On this important latter point, I’m not sure why Goody hedged: material and cosmological complexity are not linked. Having said this, there is little doubt that writing changes the way people think. But in gaining predominantly literate culture, we lost true oral culture. This loss was not without consequences. Both of these modes, literate and oral, are what Goody calls “technology of the intellect.” They are radically different technologies that require and engender different ways of thinking. Each calls on different cognitive abilities and stresses different modes of mind.

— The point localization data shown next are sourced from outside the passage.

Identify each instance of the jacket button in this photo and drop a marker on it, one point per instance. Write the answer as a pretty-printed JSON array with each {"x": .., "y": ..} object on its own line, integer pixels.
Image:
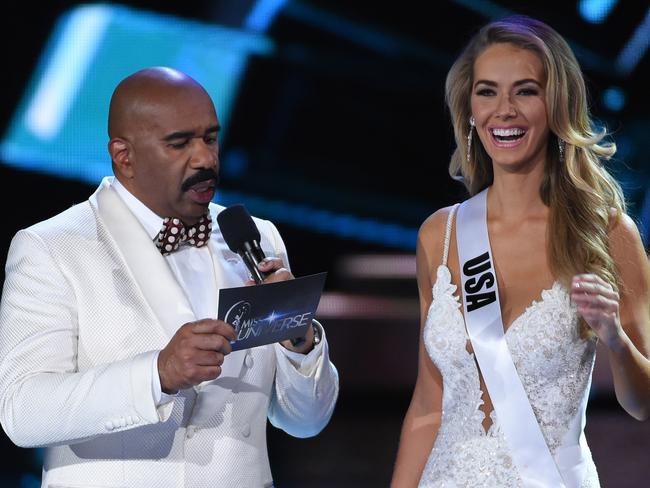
[{"x": 248, "y": 361}]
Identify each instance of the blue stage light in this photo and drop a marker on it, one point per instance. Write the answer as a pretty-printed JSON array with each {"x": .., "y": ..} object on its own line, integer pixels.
[
  {"x": 614, "y": 99},
  {"x": 596, "y": 11}
]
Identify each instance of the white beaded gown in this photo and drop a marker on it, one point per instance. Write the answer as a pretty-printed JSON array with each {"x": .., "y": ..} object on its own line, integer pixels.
[{"x": 555, "y": 366}]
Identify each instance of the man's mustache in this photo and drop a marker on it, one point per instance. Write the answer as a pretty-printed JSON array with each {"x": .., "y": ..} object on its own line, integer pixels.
[{"x": 199, "y": 176}]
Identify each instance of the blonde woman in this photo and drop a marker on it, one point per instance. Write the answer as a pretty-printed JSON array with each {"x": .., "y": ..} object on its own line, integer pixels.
[{"x": 519, "y": 283}]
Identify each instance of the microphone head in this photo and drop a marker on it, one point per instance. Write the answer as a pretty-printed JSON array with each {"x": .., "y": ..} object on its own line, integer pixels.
[{"x": 237, "y": 227}]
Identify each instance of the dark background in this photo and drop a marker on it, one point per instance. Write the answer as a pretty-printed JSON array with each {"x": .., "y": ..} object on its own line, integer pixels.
[{"x": 349, "y": 116}]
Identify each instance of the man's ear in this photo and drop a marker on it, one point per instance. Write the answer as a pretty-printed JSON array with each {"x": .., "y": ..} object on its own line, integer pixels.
[{"x": 120, "y": 151}]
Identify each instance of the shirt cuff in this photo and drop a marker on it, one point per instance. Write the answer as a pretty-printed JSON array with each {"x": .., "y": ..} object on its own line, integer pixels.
[{"x": 160, "y": 398}]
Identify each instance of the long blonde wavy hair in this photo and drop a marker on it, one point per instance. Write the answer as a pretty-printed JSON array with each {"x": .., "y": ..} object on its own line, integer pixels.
[{"x": 579, "y": 191}]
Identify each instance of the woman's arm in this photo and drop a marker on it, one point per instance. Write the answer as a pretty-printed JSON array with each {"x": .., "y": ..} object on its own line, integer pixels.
[
  {"x": 622, "y": 320},
  {"x": 422, "y": 418}
]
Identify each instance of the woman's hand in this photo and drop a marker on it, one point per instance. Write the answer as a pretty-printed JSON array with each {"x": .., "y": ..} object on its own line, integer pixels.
[{"x": 598, "y": 304}]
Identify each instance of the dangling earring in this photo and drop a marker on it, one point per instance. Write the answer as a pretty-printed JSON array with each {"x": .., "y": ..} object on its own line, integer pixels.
[
  {"x": 560, "y": 146},
  {"x": 472, "y": 123}
]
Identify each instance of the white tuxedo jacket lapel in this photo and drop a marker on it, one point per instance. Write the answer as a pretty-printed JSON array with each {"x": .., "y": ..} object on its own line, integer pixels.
[
  {"x": 156, "y": 281},
  {"x": 165, "y": 296}
]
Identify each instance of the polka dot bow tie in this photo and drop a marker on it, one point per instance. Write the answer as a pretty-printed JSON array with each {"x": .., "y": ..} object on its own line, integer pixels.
[{"x": 174, "y": 234}]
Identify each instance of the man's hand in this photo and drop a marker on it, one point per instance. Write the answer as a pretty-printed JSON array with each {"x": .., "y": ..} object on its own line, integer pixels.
[
  {"x": 195, "y": 354},
  {"x": 275, "y": 269},
  {"x": 277, "y": 272}
]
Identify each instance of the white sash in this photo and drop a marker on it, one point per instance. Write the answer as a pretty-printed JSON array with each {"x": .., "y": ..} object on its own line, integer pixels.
[{"x": 485, "y": 329}]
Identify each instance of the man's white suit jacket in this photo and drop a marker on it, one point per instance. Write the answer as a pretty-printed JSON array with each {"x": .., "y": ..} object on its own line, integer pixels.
[{"x": 87, "y": 301}]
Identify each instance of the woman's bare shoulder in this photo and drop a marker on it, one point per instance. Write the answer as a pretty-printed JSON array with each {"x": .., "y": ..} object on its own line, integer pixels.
[{"x": 431, "y": 236}]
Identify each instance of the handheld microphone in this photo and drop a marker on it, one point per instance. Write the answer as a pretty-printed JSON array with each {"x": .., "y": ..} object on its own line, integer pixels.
[{"x": 243, "y": 237}]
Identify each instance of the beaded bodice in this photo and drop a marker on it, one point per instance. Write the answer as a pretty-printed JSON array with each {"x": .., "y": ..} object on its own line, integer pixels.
[{"x": 554, "y": 364}]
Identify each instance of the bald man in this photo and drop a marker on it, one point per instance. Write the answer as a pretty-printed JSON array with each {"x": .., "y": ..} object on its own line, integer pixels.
[{"x": 110, "y": 354}]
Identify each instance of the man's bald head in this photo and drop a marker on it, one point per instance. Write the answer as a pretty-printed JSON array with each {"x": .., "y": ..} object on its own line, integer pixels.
[{"x": 141, "y": 91}]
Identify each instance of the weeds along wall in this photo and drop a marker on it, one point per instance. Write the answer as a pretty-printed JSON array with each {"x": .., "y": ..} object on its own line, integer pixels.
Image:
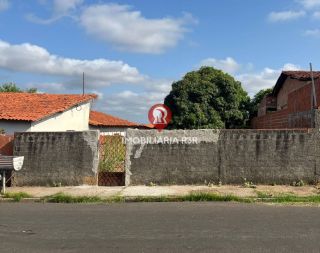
[
  {"x": 226, "y": 156},
  {"x": 57, "y": 158}
]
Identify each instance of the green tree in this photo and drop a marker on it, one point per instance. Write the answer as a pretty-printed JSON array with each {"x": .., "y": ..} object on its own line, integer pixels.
[
  {"x": 208, "y": 98},
  {"x": 254, "y": 104},
  {"x": 12, "y": 87}
]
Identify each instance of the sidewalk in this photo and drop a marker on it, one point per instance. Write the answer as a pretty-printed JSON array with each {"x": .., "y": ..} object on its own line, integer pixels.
[{"x": 157, "y": 191}]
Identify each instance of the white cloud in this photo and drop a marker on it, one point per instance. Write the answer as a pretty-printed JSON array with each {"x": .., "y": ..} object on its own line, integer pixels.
[
  {"x": 60, "y": 9},
  {"x": 309, "y": 4},
  {"x": 63, "y": 7},
  {"x": 228, "y": 65},
  {"x": 128, "y": 30},
  {"x": 4, "y": 5},
  {"x": 30, "y": 58},
  {"x": 316, "y": 15},
  {"x": 285, "y": 15},
  {"x": 312, "y": 32}
]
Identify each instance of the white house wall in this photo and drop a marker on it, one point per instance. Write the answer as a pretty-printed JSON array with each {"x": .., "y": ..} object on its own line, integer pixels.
[
  {"x": 74, "y": 119},
  {"x": 110, "y": 130},
  {"x": 12, "y": 126}
]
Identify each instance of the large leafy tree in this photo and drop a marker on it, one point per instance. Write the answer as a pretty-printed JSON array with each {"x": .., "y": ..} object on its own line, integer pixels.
[
  {"x": 253, "y": 108},
  {"x": 12, "y": 87},
  {"x": 208, "y": 98}
]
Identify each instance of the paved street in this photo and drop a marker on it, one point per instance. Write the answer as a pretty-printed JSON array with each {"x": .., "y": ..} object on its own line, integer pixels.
[{"x": 158, "y": 227}]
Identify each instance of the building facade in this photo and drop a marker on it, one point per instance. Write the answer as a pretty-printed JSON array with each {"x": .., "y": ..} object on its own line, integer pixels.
[
  {"x": 27, "y": 112},
  {"x": 290, "y": 105}
]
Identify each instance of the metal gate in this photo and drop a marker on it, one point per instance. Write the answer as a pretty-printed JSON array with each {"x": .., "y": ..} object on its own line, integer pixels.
[{"x": 112, "y": 151}]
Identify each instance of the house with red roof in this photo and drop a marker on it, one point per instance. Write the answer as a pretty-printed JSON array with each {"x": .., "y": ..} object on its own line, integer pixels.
[
  {"x": 291, "y": 103},
  {"x": 111, "y": 125},
  {"x": 23, "y": 112}
]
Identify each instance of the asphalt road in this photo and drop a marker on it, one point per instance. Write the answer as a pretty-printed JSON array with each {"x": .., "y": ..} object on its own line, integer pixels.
[{"x": 158, "y": 227}]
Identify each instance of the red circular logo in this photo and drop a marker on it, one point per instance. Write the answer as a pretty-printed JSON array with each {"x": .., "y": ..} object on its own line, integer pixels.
[{"x": 160, "y": 116}]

In observing these facts, Goody is not suggesting there is any difference in the underlying brains or minds. “Primitives” are not, in other words, much different from “moderns.” With this in mind, Goody concludes:
In this essay I have tried to take certain of the characteristics that
Levi-Strauss and others have regarded as marking the distinction between primitive and advanced, between wild and domesticated thinking, and to show that many of the valid aspects of these somewhat vague dichotomies can be related to changes in the mode of communication, especially the introduction of writing. The advantage of this approach lies in the fact that it does not simply describe the differences but relates them to a third set of facts, and thus provides some kind of explanation, some kind of mechanism, for the changes that are assumed to occur.A recognition of this factor also modifies our view of the nature of those differences. The traditional characterization is essentially a static one in that it gives no reason for change, no idea of how or why domestication occurred, it assumes the primitive mind has this particular character, the advanced has that, and it is due to the genius of the Greeks or the Western Europeans that modern man emerged. But modern man is emerging every day in contemporary Africa, without, I suggest, the total transformation of processes of ‘thought’ or attributes of ‘mind’ that existing theories imply. The content of communication is clearly of prime significance. But it is also essential, for social theory and historical analysis, to recall the limitations and opportunities offered by different technologies of the intellect.
Oral technology has one set of limitations and opportunities; literate technology has another and different set. This strikes me as a non-progressive evolutionary exchange or trade-off.